In December 2013, The Bahamas and China signed a Mutual Visa Exemption Agreement in hopes that saving a trip to the consulate may make more Chinese travelers consider the tropical chain of islands for their next beach vacation. “With this agreement, The Bahamas will join North America, Europe and Australia as one of the top destinations for over 70 million Chinese tourists who frequently travel internationally,” The Bahamas’ Foreign Affairs and Immigration Minister Fred Mitchell said of the agreement.
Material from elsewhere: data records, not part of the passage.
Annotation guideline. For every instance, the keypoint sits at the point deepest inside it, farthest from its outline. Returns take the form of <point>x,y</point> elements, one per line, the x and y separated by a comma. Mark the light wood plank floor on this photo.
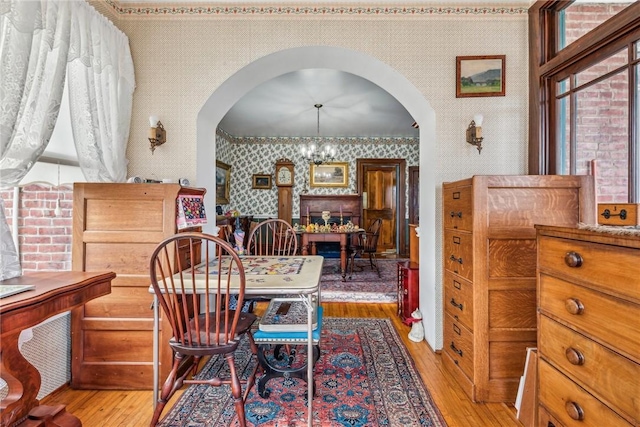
<point>134,408</point>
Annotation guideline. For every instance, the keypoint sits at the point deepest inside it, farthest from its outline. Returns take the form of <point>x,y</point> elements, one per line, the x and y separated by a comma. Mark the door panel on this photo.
<point>379,183</point>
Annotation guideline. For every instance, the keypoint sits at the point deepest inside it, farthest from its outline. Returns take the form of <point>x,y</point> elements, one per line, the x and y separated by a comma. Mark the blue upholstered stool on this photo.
<point>282,363</point>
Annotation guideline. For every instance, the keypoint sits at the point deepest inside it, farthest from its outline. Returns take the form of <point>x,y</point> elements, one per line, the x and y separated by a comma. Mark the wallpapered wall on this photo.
<point>250,156</point>
<point>183,53</point>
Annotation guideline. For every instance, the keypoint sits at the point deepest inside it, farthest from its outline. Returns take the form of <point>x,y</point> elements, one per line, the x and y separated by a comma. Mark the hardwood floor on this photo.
<point>133,408</point>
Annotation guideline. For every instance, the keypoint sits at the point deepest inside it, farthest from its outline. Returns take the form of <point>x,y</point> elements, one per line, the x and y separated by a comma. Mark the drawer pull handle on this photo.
<point>455,350</point>
<point>454,259</point>
<point>574,410</point>
<point>574,356</point>
<point>573,259</point>
<point>607,214</point>
<point>574,306</point>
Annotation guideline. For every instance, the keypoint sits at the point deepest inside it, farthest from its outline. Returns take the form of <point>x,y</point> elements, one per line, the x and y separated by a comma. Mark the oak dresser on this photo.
<point>589,327</point>
<point>489,265</point>
<point>116,227</point>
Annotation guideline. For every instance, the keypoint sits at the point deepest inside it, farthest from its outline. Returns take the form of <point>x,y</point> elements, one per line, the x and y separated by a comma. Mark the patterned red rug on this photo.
<point>364,377</point>
<point>364,286</point>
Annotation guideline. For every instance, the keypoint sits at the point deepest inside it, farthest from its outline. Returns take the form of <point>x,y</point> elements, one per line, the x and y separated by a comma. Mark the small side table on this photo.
<point>408,289</point>
<point>277,344</point>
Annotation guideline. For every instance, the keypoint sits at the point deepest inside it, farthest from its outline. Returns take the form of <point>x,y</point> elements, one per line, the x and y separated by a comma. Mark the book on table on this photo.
<point>8,290</point>
<point>287,315</point>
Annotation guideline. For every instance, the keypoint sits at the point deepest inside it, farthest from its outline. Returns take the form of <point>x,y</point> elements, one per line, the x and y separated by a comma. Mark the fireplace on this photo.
<point>315,204</point>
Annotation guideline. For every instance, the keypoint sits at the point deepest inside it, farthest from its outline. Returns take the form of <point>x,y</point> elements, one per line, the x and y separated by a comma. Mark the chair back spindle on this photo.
<point>194,277</point>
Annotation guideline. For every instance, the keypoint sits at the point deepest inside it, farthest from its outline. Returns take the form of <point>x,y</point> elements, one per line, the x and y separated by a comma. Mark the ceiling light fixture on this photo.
<point>316,151</point>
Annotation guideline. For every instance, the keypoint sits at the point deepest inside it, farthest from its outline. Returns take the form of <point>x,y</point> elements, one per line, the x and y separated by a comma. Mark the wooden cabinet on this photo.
<point>408,286</point>
<point>489,272</point>
<point>116,227</point>
<point>588,336</point>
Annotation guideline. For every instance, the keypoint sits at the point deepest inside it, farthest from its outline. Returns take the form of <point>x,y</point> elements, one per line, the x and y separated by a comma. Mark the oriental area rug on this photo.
<point>364,377</point>
<point>364,286</point>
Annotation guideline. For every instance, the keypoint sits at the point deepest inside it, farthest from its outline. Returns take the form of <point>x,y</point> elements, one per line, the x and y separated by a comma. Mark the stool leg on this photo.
<point>270,371</point>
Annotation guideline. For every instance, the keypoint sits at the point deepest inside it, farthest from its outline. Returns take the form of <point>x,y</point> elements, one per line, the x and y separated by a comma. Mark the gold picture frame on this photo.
<point>223,182</point>
<point>261,181</point>
<point>480,76</point>
<point>334,174</point>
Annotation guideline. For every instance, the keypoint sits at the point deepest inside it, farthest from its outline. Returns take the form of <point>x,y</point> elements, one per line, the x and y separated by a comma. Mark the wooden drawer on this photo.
<point>457,202</point>
<point>562,397</point>
<point>597,368</point>
<point>458,299</point>
<point>612,320</point>
<point>458,253</point>
<point>611,268</point>
<point>458,343</point>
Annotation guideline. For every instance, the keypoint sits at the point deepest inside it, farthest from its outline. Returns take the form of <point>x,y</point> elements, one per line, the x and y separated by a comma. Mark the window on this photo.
<point>585,113</point>
<point>581,16</point>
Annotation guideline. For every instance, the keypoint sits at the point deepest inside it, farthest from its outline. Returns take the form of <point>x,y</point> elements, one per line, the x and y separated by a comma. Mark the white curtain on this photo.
<point>37,40</point>
<point>33,55</point>
<point>101,84</point>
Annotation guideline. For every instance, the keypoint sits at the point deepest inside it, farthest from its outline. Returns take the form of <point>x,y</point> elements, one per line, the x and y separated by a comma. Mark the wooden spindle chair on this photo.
<point>193,296</point>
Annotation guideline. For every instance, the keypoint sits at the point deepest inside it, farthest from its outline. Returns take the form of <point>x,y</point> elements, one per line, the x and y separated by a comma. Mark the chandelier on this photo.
<point>317,151</point>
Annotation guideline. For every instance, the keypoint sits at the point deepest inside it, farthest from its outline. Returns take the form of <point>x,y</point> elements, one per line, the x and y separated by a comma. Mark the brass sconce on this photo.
<point>157,134</point>
<point>474,132</point>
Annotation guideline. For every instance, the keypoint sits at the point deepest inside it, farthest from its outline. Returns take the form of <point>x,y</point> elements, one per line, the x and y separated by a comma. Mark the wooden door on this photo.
<point>381,183</point>
<point>414,194</point>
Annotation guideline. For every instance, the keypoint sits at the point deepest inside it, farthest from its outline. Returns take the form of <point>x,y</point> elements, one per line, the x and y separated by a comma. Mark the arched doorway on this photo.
<point>365,66</point>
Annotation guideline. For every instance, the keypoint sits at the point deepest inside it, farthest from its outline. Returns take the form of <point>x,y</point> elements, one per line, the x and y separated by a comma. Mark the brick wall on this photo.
<point>44,239</point>
<point>602,132</point>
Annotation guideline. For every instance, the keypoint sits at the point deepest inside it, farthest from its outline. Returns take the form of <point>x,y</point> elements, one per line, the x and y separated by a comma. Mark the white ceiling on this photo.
<point>351,107</point>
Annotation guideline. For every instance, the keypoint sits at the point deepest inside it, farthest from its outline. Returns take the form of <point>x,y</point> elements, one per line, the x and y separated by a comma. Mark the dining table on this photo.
<point>308,242</point>
<point>266,276</point>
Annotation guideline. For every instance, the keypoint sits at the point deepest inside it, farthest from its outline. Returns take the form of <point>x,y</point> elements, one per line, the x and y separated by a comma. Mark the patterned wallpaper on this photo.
<point>183,53</point>
<point>258,155</point>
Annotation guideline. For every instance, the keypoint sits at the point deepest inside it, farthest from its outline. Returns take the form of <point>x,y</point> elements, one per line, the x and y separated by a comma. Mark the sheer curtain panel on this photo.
<point>33,57</point>
<point>101,83</point>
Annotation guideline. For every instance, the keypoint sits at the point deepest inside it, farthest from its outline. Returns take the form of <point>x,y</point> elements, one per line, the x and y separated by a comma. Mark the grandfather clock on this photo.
<point>284,182</point>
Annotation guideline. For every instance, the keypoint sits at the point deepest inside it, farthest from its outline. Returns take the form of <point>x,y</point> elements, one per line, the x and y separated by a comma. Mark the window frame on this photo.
<point>548,65</point>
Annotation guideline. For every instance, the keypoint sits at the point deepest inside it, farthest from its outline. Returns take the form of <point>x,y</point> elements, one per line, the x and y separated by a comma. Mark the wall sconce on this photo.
<point>474,132</point>
<point>157,134</point>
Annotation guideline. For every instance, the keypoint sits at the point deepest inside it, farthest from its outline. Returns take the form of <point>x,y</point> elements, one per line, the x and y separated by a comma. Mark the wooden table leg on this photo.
<point>343,256</point>
<point>22,378</point>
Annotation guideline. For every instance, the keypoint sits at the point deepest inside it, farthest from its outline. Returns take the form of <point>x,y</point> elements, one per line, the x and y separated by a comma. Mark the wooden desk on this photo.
<point>56,292</point>
<point>342,237</point>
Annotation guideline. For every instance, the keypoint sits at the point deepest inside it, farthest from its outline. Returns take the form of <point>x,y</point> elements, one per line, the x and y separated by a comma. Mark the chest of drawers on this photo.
<point>489,272</point>
<point>588,336</point>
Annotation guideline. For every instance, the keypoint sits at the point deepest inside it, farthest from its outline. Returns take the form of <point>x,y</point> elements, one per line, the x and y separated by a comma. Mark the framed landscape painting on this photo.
<point>261,181</point>
<point>480,76</point>
<point>329,175</point>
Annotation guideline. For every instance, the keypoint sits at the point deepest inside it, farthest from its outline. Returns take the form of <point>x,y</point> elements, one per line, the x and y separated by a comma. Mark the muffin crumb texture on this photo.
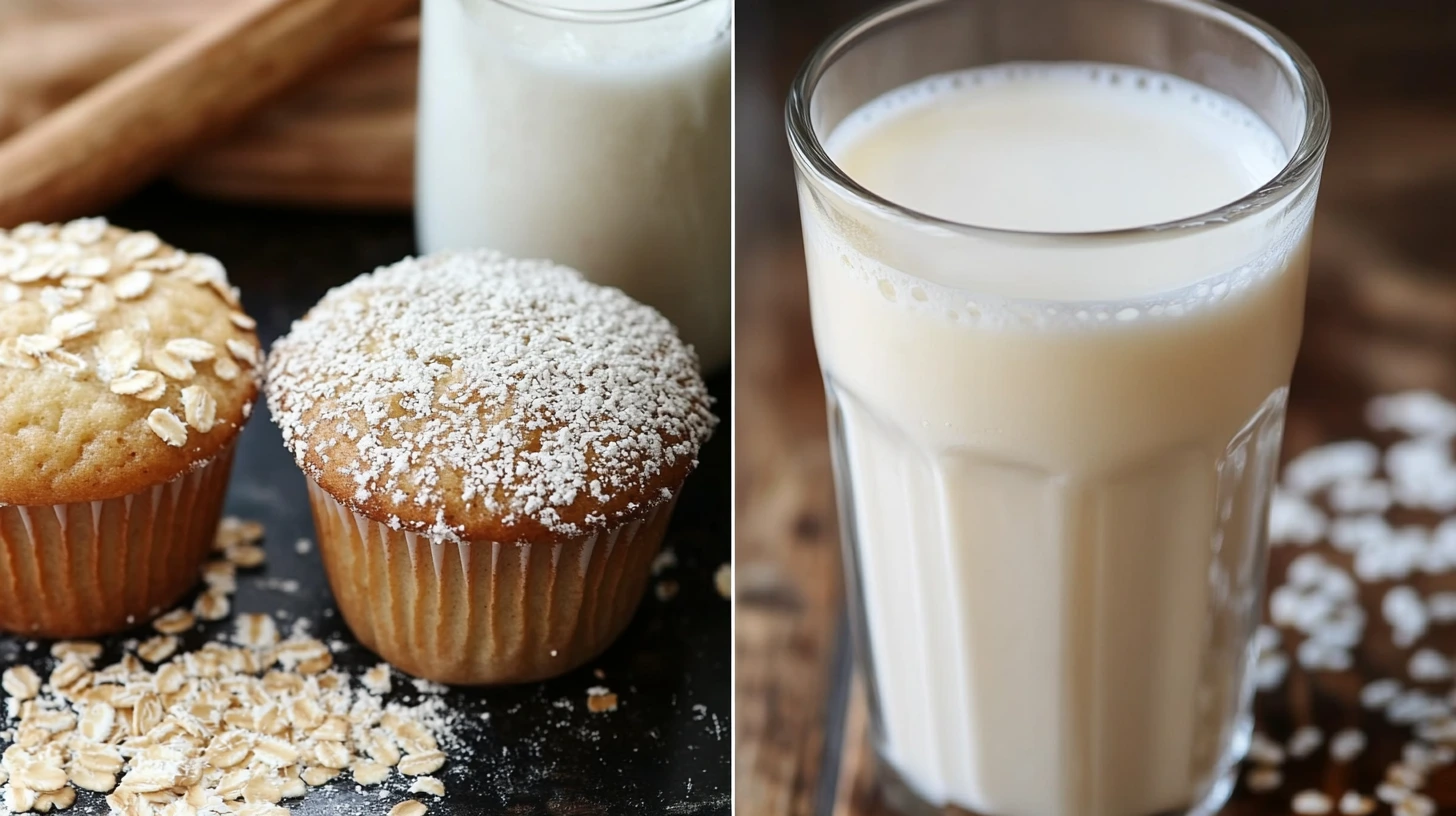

Long a stronghold for Japanese tourists, Hawaii’s convenient Pacific Rim location is becoming increasingly attractive to throngs of Chinese visitors as well. In October 2013, luxury lifestyle concierge company Affinity China teamed up with American Express to host Chinese VIPs as part of a promotion of Hawaii as a location for Chinese visitors, which is being augmented by the partners’ new Chinese-language 17Hawaii site.
A longtime beach getaway spot for wealthy Chinese tourists, the Maldives have benefited from more direct flights from China and organic social media promotion by younger Chinese travelers. As a result, in 2011, China became the number one source of tourists for the tropical island chain. While the Maldives have frequently been embroiled in political unrest that deterred tourists, it managed to bounce back in 2013 with a huge jump in arrivals from China.
Another tourist-centered beach-heavy locale that became engulfed in political strife is Thailand, which saw massive drops in numbers of Chinese visitors as a result of its ongoing protests, which have erupted in violence. The country relies heavily on tourist revenue, and had previously seen a boost in Chinese visitor numbers thanks to the blockbuster Chinese film Lost in Thailand. According to a recent Wall Street Journal interview Credit Suisse analyst Santitarn Sathirathai, Chinese tourists are likely to opt for other Southeast Asian locations as a result.
As a result of Thailand’s troubles, many Chinese tourists opted for Southeast Asian neighbor Bali for Chinese New Year, where Chinese travelers are the second-largest group of visitors. Recently, Bali’s tourism board has stepped up efforts to offset its reliance on English-language marketing by creating more Mandarin-language marketing materials and offering services such as Mandarin-speaking tour guides. Since 2001, Bali has offered visas on arrival for Chinese nationals, and Jakarta and Kuala Lumpur have flight links to many mainland China travel hubs. Luxury hoteliers in Bali are also getting on the trend—luxury jeweler Bulgari heavily promoted the marriage of Tiny Times star Yang Mi at its Bali hotel this January.